Brejetuba (ES) – A terça-feira (1º) foi marcada por um giro de atividades que levaram os postulantes ao Palácio do Planalto de hospitais em São Paulo a eventos agropecuários no Rio Grande do Sul. O ritmo da corrida eleitoral oscilou entre a exposição pública intensa e ausências em agendas oficiais, refletindo estratégias distintas para a conquista de votos.
Ronaldo Caiado (PSD) concentrou seu discurso na saúde ao visitar a Santa Casa de Misericórdia de São Paulo. Ele prometeu a criação do “Agiliza SUS” caso chegue à presidência, com o foco em reduzir as filas de cirurgias eletivas. A proposta de Caiado prevê uma rede integrada entre hospitais públicos, filantrópicos e unidades privadas, priorizando a gravidade do quadro clínico em vez da cronologia da espera. O candidato também ventilou uma medida econômica agressiva: limitar as despesas obrigatórias a 50% do Produto Interno Bruto (PIB).
No campo da educação, Romeu Zema (Novo) escolheu Joinville (SC) para reforçar suas bandeiras.
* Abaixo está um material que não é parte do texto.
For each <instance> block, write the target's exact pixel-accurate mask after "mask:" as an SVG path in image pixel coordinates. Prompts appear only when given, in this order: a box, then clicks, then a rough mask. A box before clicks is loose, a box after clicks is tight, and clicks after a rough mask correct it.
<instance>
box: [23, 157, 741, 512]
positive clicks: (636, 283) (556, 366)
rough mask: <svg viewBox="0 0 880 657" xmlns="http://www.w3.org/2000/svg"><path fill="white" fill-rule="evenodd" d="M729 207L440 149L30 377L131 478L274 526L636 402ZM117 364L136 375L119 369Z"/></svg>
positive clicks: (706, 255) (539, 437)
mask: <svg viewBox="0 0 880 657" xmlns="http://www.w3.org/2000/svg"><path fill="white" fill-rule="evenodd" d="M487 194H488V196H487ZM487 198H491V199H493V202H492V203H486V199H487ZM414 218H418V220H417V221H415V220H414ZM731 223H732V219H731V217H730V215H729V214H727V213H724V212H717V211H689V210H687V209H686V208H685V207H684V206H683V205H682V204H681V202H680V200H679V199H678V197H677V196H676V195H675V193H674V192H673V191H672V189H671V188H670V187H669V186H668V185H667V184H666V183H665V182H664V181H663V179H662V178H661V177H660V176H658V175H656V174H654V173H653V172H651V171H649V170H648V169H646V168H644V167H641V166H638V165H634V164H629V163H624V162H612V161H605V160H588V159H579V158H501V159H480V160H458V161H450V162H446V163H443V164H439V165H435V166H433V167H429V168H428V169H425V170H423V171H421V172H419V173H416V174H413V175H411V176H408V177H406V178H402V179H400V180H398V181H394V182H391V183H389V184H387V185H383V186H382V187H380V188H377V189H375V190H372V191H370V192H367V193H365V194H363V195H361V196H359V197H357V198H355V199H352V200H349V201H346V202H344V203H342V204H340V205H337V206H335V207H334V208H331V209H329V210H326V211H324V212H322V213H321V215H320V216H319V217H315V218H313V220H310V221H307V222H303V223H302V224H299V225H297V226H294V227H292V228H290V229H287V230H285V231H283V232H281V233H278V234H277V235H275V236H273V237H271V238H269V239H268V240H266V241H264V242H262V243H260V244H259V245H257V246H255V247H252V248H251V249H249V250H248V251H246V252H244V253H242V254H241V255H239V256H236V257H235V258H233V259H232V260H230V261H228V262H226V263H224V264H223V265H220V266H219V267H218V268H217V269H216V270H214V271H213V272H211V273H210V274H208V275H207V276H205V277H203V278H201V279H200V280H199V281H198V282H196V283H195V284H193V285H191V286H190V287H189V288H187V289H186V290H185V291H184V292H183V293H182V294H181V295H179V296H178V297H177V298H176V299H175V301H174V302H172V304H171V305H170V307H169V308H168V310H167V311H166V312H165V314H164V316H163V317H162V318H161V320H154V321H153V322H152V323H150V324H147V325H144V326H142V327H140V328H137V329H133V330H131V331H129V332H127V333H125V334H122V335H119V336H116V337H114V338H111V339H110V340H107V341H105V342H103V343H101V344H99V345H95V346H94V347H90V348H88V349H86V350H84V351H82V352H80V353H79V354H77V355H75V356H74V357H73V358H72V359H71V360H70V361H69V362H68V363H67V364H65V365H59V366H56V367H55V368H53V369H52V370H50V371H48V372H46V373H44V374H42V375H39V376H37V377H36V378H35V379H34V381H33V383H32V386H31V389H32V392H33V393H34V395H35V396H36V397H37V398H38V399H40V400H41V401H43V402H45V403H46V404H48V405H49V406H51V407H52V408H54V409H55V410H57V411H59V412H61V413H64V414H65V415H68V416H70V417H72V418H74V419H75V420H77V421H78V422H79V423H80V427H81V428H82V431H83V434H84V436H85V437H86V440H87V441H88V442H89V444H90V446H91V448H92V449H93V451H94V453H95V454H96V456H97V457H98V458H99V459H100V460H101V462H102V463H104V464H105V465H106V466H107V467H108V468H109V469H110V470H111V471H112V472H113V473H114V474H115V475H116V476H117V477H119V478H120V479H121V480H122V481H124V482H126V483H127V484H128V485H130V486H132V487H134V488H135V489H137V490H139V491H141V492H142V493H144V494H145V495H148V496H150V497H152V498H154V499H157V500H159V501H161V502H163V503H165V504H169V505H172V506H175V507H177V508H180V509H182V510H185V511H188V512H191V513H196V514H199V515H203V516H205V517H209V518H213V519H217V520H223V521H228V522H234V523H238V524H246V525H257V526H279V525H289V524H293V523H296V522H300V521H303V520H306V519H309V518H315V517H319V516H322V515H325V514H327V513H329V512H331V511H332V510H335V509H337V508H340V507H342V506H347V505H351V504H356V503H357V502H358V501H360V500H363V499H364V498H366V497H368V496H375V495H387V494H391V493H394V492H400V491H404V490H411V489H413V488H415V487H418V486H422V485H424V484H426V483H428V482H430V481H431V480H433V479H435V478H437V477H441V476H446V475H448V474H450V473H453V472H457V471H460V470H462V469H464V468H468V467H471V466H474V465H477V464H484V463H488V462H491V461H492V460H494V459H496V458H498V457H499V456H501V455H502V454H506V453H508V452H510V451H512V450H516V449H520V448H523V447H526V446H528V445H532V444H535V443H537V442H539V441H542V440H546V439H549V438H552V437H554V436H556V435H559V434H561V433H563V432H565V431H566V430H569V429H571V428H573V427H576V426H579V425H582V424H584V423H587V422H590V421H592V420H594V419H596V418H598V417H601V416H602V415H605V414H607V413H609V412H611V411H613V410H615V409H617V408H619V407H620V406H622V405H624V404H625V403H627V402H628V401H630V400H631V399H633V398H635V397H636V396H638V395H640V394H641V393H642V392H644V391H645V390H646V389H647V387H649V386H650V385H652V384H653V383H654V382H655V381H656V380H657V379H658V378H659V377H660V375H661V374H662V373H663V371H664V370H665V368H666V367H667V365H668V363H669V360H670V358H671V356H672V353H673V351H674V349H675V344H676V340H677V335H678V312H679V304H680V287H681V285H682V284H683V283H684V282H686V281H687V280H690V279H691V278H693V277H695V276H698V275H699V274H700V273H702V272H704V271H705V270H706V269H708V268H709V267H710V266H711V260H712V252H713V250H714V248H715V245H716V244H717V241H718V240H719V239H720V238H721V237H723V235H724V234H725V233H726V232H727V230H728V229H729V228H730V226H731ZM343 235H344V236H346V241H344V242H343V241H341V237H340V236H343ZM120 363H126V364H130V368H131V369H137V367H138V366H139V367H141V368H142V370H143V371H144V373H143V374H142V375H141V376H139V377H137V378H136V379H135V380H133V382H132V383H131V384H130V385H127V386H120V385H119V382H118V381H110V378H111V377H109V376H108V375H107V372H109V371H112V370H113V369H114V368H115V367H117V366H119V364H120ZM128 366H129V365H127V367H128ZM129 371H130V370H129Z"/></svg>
O candidato participou da abertura da Semana da Pátria e visitou uma escola que figura como referência no Índice de Desenvolvimento da Educação Básica (Ideb). Em tom propositivo, Zema defendeu um modelo de ensino com acompanhamento contínuo e valorização direta dos resultados, tese que sustentou durante conversa com pais e empresários locais.
Enquanto isso, a agenda gaúcha também recebeu Augusto Cury (Avante). O candidato marcou presença no Centro das Indústrias de Cachoeirinha e circulou pela 49ª Expointer, em Esteio. Cury aproveitou o ambiente para exaltar o pluralismo, definindo a diversidade de ideias como o pilar central da democracia. Posteriormente, o político cumpriu agenda em Belo Horizonte para inaugurar a Casa Cury do Brasil.
A pauta trabalhista ganhou força com Hertz Dias (PSTU) em Santa Cruz do Sul (RS). Durante uma atividade no Sindicato dos Comerciários e em ações de panfletagem, ele reiterou sua posição contra a escala 6×1. O candidato argumentou que a exaustão semanal prejudica o convívio familiar e a saúde do trabalhador, insistindo na redução da jornada sem perdas salariais.
Em Brasília, Rui Costa Pimenta (PCO) realizou panfletagem junto a apoiadores na Universidade de Brasília (UnB) e passou por entrevista em um portal de notícias. No mesmo eixo, Wilson Grassi (Democrata) concedeu entrevistas aos portais Poder 360 e Metrópoles, aproveitando o espaço para manifestar críticas contundentes à decisão do ministro Dias Toffoli, do Tribunal Superior Eleitoral (TSE), que impôs restrições à sua campanha no ambiente digital.
Outros nomes mantiveram movimentações focadas. Edmilson Costa (PCB) optou por uma caminhada no centro de São Paulo, mesma região onde Renan Santos (Missão) realizou um ato público. O evento de Santos ocorreu logo após o candidato tratar, em entrevista, da revogação da suspensão de sua campanha virtual.
Diferente deste grupo, nomes como Samara Martins (UP), Clariana Barão (DC), Flávio Bolsonaro (PL) e Luiz Inácio Lula da Silva (PT) não registraram agendas públicas de campanha para este primeiro dia do mês.